Il punto di vista del sindaco
Muzzarelli ha sottolineato la necessità di una nuova 'Lettera a una professoressa' per spiegare come il provvedimento disciplinare, che ha portato alla sospensione per 12 giorni dello studente, rappresenti un fallimento della scuola rispetto alla sua missione educativa. Secondo il sindaco, la scuola non può limitarsi all'aspetto esclusivamente didattico, ma deve proporsi di far crescere nuovi cittadini anche attraverso il dialogo, la responsabilità e il confronto delle idee.

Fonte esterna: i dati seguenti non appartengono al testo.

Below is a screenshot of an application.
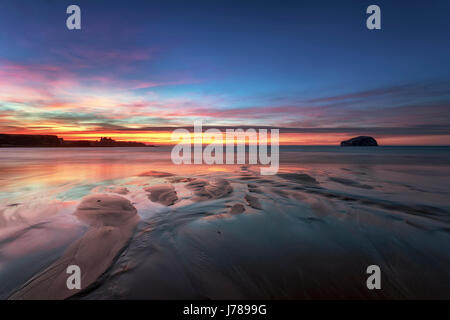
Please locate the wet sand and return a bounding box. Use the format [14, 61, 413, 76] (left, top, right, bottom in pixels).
[0, 148, 450, 299]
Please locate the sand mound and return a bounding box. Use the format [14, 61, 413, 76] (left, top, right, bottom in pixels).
[144, 184, 178, 206]
[139, 170, 173, 178]
[9, 195, 139, 300]
[186, 178, 233, 201]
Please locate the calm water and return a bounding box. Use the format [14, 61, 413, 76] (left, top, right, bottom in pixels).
[0, 147, 450, 299]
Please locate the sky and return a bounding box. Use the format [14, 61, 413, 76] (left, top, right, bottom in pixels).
[0, 0, 450, 145]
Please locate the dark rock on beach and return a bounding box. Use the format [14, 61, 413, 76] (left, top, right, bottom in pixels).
[341, 136, 378, 147]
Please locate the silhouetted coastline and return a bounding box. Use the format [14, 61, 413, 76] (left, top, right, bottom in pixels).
[0, 134, 154, 148]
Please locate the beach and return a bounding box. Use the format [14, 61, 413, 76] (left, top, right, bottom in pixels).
[0, 146, 450, 299]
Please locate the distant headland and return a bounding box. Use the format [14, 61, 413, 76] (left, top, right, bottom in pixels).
[0, 134, 154, 148]
[341, 136, 378, 147]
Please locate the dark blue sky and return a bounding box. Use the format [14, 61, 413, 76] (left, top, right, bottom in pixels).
[0, 0, 450, 142]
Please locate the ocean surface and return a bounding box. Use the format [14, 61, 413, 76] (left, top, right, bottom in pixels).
[0, 146, 450, 299]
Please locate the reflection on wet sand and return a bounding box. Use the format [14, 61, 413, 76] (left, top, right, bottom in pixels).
[0, 148, 450, 299]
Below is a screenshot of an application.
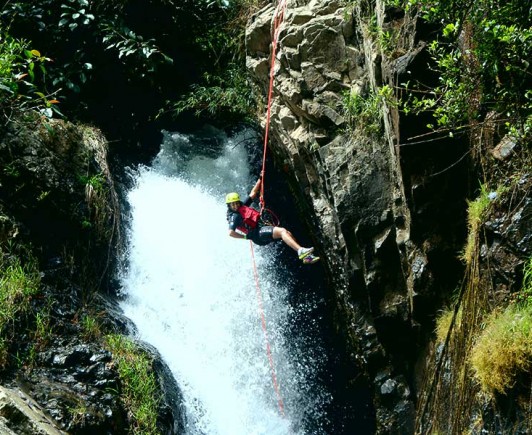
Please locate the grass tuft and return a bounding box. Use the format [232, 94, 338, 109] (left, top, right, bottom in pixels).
[106, 334, 159, 435]
[0, 257, 41, 368]
[471, 302, 532, 394]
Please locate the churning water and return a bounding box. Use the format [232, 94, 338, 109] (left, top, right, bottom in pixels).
[118, 132, 330, 435]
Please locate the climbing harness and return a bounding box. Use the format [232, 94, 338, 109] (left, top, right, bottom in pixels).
[249, 0, 286, 417]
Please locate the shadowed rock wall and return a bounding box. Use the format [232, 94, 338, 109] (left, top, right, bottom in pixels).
[246, 0, 467, 433]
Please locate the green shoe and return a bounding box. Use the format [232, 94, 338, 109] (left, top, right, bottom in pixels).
[298, 248, 314, 260]
[302, 254, 320, 264]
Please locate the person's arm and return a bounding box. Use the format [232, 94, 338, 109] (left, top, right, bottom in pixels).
[249, 178, 261, 199]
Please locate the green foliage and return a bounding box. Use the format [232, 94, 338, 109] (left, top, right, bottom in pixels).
[106, 335, 159, 435]
[471, 302, 532, 394]
[396, 0, 532, 142]
[169, 0, 264, 121]
[518, 257, 532, 305]
[0, 252, 40, 367]
[0, 33, 59, 121]
[342, 87, 386, 135]
[167, 64, 256, 119]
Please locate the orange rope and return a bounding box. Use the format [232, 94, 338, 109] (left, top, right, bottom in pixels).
[249, 240, 284, 417]
[259, 0, 286, 211]
[249, 0, 286, 417]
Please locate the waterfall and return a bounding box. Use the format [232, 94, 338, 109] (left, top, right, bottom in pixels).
[118, 130, 330, 435]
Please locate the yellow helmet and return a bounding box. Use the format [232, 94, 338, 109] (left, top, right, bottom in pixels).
[225, 192, 240, 204]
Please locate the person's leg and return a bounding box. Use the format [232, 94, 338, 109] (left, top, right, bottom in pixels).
[272, 227, 301, 252]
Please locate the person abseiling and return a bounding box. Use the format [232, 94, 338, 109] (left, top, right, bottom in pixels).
[225, 179, 320, 264]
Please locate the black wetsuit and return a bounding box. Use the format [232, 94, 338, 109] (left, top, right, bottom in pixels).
[227, 196, 275, 245]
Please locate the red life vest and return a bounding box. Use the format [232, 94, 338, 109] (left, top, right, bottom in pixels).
[238, 205, 260, 234]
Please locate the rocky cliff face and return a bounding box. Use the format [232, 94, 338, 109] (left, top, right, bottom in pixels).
[246, 0, 528, 433]
[0, 113, 178, 435]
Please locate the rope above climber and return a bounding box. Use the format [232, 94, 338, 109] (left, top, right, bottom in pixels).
[225, 178, 320, 264]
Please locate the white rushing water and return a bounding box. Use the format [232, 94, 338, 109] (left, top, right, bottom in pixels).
[118, 127, 328, 435]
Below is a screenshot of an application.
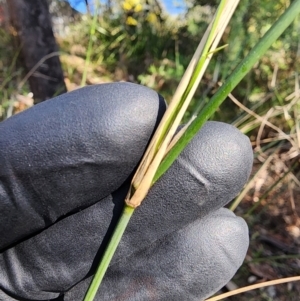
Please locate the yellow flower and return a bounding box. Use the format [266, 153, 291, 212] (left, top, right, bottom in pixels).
[147, 13, 157, 23]
[134, 3, 143, 13]
[126, 16, 137, 26]
[122, 1, 132, 10]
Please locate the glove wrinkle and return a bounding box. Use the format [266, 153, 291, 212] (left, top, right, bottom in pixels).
[0, 118, 253, 300]
[0, 83, 166, 250]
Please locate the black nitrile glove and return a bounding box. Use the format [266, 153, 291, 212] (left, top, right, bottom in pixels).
[0, 83, 252, 301]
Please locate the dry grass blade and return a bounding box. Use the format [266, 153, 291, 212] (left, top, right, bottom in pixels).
[205, 276, 300, 301]
[125, 0, 239, 208]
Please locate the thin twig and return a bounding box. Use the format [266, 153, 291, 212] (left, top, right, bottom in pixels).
[205, 276, 300, 301]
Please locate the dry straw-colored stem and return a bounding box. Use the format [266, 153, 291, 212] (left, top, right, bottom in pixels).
[205, 276, 300, 301]
[125, 0, 239, 208]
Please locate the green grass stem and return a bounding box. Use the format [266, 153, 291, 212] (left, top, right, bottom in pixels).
[81, 0, 100, 87]
[84, 204, 134, 301]
[153, 0, 300, 183]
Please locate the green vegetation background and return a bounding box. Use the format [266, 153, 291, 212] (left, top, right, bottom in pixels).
[0, 0, 300, 301]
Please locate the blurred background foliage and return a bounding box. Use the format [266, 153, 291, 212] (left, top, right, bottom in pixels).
[0, 0, 300, 301]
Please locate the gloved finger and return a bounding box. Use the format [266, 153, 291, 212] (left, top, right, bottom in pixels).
[64, 208, 249, 301]
[0, 122, 253, 300]
[0, 83, 165, 250]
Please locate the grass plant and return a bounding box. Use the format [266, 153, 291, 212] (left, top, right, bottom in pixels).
[84, 1, 300, 301]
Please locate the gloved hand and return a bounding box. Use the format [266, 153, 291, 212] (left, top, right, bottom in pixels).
[0, 83, 253, 301]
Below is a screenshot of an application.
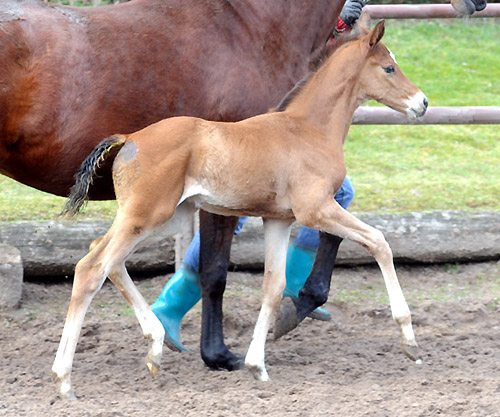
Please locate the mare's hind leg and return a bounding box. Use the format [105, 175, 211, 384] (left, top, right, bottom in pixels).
[273, 232, 343, 340]
[200, 210, 243, 371]
[294, 198, 420, 361]
[245, 219, 292, 381]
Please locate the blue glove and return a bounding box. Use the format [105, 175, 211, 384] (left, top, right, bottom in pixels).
[340, 0, 367, 26]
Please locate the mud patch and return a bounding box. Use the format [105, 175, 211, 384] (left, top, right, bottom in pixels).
[0, 263, 500, 417]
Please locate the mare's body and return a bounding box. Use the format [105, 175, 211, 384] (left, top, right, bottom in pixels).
[0, 0, 344, 369]
[52, 17, 428, 398]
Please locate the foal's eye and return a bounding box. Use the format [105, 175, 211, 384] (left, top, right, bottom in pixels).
[384, 65, 396, 74]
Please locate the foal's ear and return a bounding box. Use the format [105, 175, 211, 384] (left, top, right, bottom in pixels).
[368, 20, 385, 49]
[354, 12, 371, 35]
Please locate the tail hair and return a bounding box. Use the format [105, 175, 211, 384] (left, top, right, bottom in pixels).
[60, 135, 126, 217]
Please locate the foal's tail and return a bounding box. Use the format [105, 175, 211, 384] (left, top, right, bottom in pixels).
[61, 135, 127, 216]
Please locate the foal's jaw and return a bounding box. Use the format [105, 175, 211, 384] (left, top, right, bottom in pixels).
[406, 91, 429, 119]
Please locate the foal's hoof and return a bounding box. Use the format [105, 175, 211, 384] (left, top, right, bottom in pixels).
[146, 358, 160, 378]
[401, 343, 422, 365]
[273, 297, 299, 340]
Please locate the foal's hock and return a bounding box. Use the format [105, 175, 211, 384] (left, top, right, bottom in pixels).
[52, 18, 427, 397]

La reazione degli studenti
La tensione è palpabile tra i compagni di scuola dello studente sospeso, Damiano Cassanelli, che temono di incorrere a loro volta in eventuali provvedimenti disciplinari. Nonostante ciò, i compagni di Cassanelli hanno promesso di non lasciarlo solo. Cassanelli è stato sospeso a seguito di dichiarazioni ritenute diffamatorie nei confronti della scuola, rilasciate nel corso di una manifestazione di novembre.
Il dibattito sulla libertà di espressione
La sospensione di Cassanelli ha sollevato interrogativi sulla libertà di espressione degli studenti. Non si può sospendere uno studente per dodici giorni solo perché ha criticato la sua scuola. Questo episodio ha messo in luce l'ambiguità dell'autonomia scolastica, un concetto vago che sembra fatta apposta per fungere all'occorrenza da scusa per evitare di affrontare questioni complesse.